AI Struggles to Replace Knowledge Work: New Research Reveals Challenges
It’s been nearly two years since Microsoft CEO Satya Nadella predicted that AI would replace knowledge work — the white-collar jobs held by lawyers, investment bankers, librarians, accountants, IT, and others.
Despite significant progress made by foundation models, the transformation of knowledge work has been slow to materialize. While models have excelled in in-depth research and agentic planning, white-collar work has remained largely unaffected.
However, new research from training-data giant Mercor sheds light on why this transition has been challenging. The study examines how leading AI models perform tasks in consulting, investment banking, and law, resulting in a benchmark called APEX-Agents. The findings reveal that even the best AI models struggle to correctly answer more than a quarter of the questions posed by real professionals. Most of the time, the models provide incorrect or no responses at all.
One of the key findings of the research is that AI models struggle with multi-domain reasoning, a crucial aspect of many knowledge work tasks. Real professionals operate across various tools and platforms, requiring the ability to integrate information from different sources seamlessly.
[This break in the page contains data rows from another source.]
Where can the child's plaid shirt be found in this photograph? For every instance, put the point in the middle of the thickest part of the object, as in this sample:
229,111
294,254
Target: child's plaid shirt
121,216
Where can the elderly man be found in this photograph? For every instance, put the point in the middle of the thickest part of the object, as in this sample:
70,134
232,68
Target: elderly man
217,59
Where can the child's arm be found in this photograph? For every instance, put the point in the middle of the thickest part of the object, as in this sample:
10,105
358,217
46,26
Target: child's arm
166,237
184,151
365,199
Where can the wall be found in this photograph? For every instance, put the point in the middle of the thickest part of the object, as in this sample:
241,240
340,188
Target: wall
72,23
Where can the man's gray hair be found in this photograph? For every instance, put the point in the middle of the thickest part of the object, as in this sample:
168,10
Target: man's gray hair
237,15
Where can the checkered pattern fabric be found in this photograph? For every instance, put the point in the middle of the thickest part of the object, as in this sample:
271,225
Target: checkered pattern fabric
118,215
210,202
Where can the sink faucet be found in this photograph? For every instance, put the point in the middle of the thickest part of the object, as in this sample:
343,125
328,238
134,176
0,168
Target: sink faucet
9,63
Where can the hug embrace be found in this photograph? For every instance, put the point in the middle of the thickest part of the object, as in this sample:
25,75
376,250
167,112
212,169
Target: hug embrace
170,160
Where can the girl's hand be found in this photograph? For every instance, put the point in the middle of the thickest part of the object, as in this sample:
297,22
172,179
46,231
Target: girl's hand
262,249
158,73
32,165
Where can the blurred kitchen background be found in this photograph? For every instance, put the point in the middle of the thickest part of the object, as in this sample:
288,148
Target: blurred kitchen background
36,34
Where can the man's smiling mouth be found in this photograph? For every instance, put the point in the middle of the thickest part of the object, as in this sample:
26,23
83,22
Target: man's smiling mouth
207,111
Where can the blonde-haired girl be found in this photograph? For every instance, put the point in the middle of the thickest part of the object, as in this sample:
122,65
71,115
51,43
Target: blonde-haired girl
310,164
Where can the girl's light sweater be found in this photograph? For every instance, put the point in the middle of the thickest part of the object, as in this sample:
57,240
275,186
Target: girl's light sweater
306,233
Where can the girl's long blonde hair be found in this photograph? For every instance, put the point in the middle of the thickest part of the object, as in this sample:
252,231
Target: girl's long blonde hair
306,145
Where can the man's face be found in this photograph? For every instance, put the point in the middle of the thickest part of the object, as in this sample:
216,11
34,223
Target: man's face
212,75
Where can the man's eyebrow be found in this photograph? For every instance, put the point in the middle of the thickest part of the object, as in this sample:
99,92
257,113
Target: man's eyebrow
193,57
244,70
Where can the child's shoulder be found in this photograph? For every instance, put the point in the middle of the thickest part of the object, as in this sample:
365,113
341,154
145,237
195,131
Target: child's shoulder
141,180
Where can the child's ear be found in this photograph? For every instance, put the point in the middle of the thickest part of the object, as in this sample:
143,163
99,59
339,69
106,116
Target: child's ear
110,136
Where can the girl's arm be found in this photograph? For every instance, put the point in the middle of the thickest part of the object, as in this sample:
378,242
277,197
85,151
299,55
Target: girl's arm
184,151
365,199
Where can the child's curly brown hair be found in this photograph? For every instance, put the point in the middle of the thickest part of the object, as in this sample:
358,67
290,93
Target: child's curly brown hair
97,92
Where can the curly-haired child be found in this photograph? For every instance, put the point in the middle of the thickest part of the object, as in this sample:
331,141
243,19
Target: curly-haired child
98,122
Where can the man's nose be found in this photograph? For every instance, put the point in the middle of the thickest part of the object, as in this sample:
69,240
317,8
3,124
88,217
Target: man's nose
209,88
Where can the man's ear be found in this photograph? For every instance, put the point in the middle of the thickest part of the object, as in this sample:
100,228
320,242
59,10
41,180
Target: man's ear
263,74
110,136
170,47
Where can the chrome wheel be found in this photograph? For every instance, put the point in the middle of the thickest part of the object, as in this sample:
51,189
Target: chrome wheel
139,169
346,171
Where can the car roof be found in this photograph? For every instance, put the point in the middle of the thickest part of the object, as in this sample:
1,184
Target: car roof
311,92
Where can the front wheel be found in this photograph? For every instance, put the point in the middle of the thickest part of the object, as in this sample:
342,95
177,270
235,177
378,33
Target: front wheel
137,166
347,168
The scenarios used in the benchmark were sourced from professionals on Mercor’s expert marketplace, setting a high standard for AI performance. The complexity of the tasks highlights the challenges that AI models face in emulating human professionals.
For instance, a question from the “Law” section reads:
During the first 48 minutes of the EU production outage, Northstar’s engineering team exported one or two bundled sets of EU production event logs containing personal data to the U.S. analytics vendor….Under Northstar’s own policies, it can reasonably treat the one or two log exports as consistent with Article 49?
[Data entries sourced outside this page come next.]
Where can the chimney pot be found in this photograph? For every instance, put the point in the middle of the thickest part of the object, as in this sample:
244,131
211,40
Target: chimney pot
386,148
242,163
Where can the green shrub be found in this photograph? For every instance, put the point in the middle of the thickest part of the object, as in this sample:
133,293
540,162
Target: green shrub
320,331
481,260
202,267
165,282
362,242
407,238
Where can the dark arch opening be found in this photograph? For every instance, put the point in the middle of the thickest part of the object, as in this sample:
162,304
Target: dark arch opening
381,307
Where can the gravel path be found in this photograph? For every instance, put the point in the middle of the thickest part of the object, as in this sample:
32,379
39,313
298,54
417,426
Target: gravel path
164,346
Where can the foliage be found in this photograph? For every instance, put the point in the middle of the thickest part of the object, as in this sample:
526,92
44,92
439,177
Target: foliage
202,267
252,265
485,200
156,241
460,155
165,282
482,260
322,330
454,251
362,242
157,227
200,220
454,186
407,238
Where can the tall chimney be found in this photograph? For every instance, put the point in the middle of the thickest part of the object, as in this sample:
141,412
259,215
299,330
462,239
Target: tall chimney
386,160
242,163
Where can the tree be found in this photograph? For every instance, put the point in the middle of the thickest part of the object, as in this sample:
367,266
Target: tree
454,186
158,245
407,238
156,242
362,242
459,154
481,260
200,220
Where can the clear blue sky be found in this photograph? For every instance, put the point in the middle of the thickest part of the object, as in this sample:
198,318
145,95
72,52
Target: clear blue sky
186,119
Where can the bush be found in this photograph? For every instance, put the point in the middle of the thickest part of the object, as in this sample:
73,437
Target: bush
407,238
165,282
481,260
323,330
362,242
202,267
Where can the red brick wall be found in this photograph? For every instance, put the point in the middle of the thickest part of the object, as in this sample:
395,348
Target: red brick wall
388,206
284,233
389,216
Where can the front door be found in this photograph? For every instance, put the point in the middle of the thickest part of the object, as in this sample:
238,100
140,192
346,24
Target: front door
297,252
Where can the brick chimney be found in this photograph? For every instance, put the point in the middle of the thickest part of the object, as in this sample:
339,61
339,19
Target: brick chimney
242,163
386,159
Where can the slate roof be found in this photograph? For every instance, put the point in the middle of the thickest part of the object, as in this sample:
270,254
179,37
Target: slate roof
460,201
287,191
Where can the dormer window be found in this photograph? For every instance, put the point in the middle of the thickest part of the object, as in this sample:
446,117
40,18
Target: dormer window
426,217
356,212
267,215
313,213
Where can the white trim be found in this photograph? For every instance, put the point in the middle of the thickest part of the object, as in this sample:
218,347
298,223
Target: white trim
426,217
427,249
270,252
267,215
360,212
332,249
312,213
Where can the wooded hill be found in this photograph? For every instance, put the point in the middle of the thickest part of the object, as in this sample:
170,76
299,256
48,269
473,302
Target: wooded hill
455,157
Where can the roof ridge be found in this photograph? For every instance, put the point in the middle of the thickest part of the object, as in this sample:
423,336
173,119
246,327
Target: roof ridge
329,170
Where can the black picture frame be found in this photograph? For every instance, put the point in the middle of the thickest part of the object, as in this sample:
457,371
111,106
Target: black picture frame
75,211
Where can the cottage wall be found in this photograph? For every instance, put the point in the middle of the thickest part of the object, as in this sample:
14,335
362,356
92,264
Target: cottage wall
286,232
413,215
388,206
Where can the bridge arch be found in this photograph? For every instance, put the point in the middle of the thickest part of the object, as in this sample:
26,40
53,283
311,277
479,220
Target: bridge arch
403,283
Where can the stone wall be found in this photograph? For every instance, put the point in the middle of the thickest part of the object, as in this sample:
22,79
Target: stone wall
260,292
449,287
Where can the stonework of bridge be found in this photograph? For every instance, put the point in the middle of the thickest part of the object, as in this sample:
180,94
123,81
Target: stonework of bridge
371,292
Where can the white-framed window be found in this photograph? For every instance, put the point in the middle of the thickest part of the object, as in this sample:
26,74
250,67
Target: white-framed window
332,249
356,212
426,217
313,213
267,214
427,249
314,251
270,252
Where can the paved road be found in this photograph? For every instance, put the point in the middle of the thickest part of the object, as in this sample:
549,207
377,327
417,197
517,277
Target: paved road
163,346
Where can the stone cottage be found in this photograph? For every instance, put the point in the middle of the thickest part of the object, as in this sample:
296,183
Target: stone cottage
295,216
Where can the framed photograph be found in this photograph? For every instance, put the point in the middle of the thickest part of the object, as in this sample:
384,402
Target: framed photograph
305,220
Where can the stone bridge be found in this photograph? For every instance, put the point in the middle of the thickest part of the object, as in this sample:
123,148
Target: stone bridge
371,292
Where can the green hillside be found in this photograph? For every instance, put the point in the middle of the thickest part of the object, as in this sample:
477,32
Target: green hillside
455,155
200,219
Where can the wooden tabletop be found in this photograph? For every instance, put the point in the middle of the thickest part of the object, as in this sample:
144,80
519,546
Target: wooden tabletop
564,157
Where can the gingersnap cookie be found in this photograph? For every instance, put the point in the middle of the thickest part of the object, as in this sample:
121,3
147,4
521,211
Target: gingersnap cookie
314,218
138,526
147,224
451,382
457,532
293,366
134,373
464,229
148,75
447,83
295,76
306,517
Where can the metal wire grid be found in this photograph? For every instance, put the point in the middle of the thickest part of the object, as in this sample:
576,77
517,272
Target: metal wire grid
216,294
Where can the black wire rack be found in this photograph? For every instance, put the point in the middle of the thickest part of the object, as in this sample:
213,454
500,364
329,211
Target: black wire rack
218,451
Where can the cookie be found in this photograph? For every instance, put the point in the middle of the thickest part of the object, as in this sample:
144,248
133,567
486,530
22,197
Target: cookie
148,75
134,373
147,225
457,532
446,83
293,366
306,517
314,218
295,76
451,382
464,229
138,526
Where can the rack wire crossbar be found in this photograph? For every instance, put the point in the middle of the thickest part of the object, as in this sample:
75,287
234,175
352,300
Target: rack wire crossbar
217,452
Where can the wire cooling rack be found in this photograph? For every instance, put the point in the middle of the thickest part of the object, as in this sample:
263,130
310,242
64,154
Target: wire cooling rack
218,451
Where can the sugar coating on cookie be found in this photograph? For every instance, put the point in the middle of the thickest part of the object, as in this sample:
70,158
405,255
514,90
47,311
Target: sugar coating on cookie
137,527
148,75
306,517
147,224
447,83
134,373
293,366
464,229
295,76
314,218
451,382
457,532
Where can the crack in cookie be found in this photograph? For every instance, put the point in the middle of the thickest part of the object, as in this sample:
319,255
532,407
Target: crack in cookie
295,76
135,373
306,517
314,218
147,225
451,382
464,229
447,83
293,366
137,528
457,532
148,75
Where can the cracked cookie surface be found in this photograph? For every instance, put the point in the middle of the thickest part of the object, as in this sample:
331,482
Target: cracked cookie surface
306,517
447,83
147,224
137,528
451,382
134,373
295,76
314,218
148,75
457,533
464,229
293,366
The correct answer requires a detailed analysis of company policies and EU privacy laws, showcasing the depth of knowledge needed to tackle such tasks in the legal field.
While AI models have made progress, they are still far from being able to replace professionals in high-value professions like investment banking. The results show that some models, such as Gemini 3 Flash and GPT-5.2, performed better than others but still fell short of the desired accuracy.
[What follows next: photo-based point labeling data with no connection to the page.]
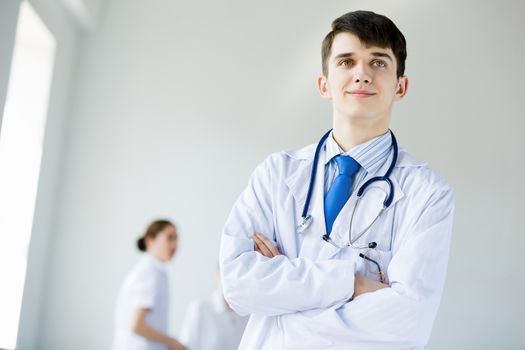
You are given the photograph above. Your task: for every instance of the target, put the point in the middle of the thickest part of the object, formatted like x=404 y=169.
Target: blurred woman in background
x=141 y=318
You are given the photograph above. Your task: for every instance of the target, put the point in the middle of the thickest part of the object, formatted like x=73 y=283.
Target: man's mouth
x=361 y=93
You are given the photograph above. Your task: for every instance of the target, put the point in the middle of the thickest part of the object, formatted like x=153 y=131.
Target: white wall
x=64 y=29
x=175 y=103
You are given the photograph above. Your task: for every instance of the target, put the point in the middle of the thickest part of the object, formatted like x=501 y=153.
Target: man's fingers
x=269 y=244
x=262 y=247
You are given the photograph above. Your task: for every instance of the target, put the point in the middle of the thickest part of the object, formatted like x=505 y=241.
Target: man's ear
x=322 y=86
x=402 y=87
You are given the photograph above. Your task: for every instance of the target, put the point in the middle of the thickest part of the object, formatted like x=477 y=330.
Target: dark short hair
x=372 y=29
x=152 y=231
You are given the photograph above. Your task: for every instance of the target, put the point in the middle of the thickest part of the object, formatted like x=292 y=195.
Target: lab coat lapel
x=369 y=206
x=311 y=238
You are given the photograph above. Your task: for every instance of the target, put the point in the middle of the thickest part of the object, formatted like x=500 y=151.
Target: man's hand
x=364 y=284
x=264 y=246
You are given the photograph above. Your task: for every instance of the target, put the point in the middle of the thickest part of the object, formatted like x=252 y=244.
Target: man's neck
x=348 y=134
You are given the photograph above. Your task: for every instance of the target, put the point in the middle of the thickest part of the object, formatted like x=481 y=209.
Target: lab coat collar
x=150 y=260
x=218 y=303
x=307 y=153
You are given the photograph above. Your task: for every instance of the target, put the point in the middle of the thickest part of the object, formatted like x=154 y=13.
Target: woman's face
x=164 y=245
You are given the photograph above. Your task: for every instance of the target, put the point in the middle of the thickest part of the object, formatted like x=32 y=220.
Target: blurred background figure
x=141 y=318
x=210 y=324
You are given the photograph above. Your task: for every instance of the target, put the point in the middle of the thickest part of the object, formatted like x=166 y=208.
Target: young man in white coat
x=340 y=280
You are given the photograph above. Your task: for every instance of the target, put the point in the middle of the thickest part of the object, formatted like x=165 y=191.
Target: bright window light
x=21 y=141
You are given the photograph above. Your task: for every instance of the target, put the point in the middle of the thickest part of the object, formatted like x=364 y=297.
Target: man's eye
x=379 y=63
x=346 y=63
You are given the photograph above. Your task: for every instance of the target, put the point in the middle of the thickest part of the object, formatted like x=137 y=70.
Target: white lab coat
x=209 y=324
x=145 y=287
x=300 y=300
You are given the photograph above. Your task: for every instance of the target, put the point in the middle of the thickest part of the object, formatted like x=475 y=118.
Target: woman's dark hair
x=152 y=231
x=372 y=29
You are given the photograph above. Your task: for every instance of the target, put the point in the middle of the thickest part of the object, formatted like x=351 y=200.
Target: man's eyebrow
x=375 y=54
x=382 y=54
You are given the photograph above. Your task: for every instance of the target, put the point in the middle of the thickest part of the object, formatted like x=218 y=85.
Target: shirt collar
x=368 y=154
Despite the initial challenges, the AI field has a track record of overcoming difficult benchmarks. With the APEX-Agents test now public, it presents an opportunity for AI labs to improve their models and strive for better performance in the future.
According to researcher Brendan Foody, the rapid improvement in AI capabilities suggests that the technology could have a significant impact on knowledge work in the near future. While current models may perform like interns with limited accuracy, ongoing advancements indicate a promising trajectory toward greater proficiency.